RFA: In China's Guangdong, 1,000 March on Labor Day Over Missing Paychecks

03 May 2015

China Labour Bulletin is quoted in the following article. Copyright remains with the original publisher.

2015-05-01

Authorities in the southern Chinese province of Guangdong detained four people after around 1,000 workers at a local clothing factory took to the streets in protest on Friday, beating drums and holding banners calling for the return of two months' missed paychecks.

Workers at the Houhong Garment Factory in the manufacturing city of Dongguan staged the walkout to coincide with International Workers' Day, a striking worker surnamed Fang told RFA.

"The police, security guards and riot police are all here, holding their shields, and wearing bullet-proof vests, and they have police dogs," Fang said. "It's really over the top."

"They are all lined up and they won't let us advance any further."

She said the four people detained by police during the stand-off weren't even the strike leaders.

"They just detained anyone who was yelling louder than the rest, or they didn't like the look of," Fang said. "They even detained women, six or seven of them lifting them, big tough guys."

Fang said she and the other workers are owed two months' back pay, the first time management has failed to pay workers on time since she began working for Houhong 10 years ago.

"At first they said they'd hand out food in lieu of wages, but now they haven't even done that, and we don't know what's happening," Fang said.

An employee who answered the phone at the Houhong Garment Factory on Friday confirmed that around 1,000 people -- the majority of the workforce -- had joined the march.

"There were probably about 1,000 workers there, and a few hundreds have already been on the march in recent days," he said.

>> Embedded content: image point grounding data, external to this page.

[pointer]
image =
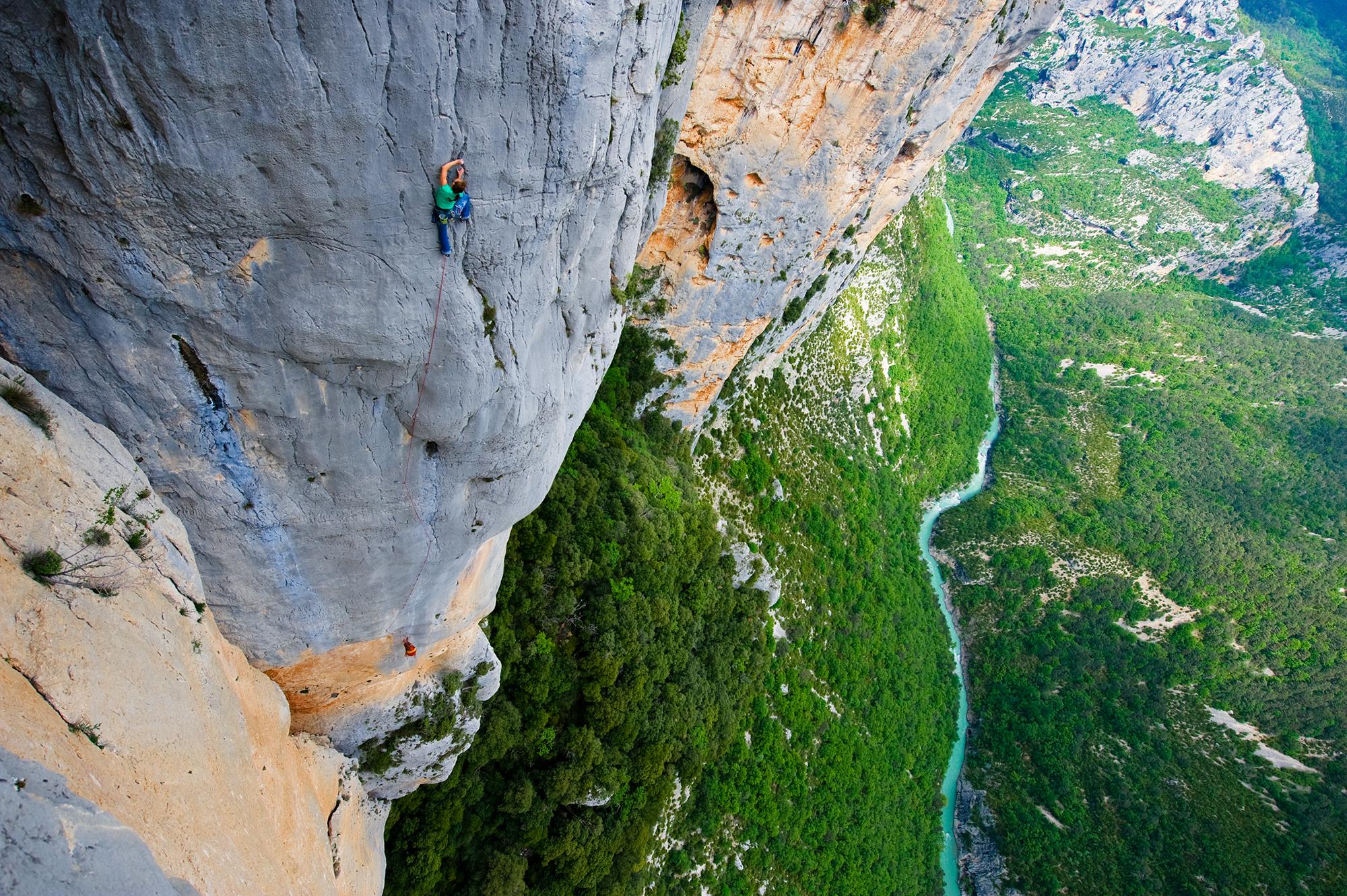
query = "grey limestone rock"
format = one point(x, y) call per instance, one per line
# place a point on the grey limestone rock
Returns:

Asked what prompted the protest, he replied: "According to our understanding, the factory has gone bust and the boss has absconded."

He said the protest was peaceful and orderly.

"They didn't chant slogans but they beat drums and held up banners," the employee said. "The police stayed with them, but they didn't stop them marching."

An officer who answered the phone at the nearby Dongjiang police station declined to comment on the number of people detained.

"I don't really know about that," the officer said.

An employee who answered the phone at government offices in nearby Qiaotou township said local leaders were holding a meeting on Friday, in spite of the public holiday.

"They were in the meeting for a very long time, even into the evening," he said. "It was probably about the incident at the garment factory."

Chen Mao, founder of the Shenzhen-based Migrant Workers' Center, said a number of factories in the Pearl River delta region are in financial difficulties, citing previous cases in which factory bosses have extracted any remaining cash from the business before it went bankrupt and disappeared, leaving workers unpaid.

He said that workers left in the lurch by bosses should have access to government compensation.

"There's a basic system set up now, so that workers have some sort of fallback if money starts disappearing during the day-to-day running of operations," Chen said.

"There is a fund set aside to protect workers whose boss has disappeared," he said.

He said disappearing bosses are becoming more and more common, and called for better government supervision of factories that are potentially in financial trouble.

As of Friday, the online Strike Map of the Hong Kong-based China Labour Bulletin (CLB) had recorded 838 strike incidents in China since Jan. 1.

Of those, 110 were recorded in Guangdong, and the majority of them were sparked by wage arrears, the map showed.

Last year, the number of strikes more than doubled to 1,378 from 656 the year before, CLB said in an earlier report.

Reported by Wong Lok-to for RFA's Cantonese Service, and by Yang Fan for the Mandarin Service. Translated and written in English by Luisetta Mudie.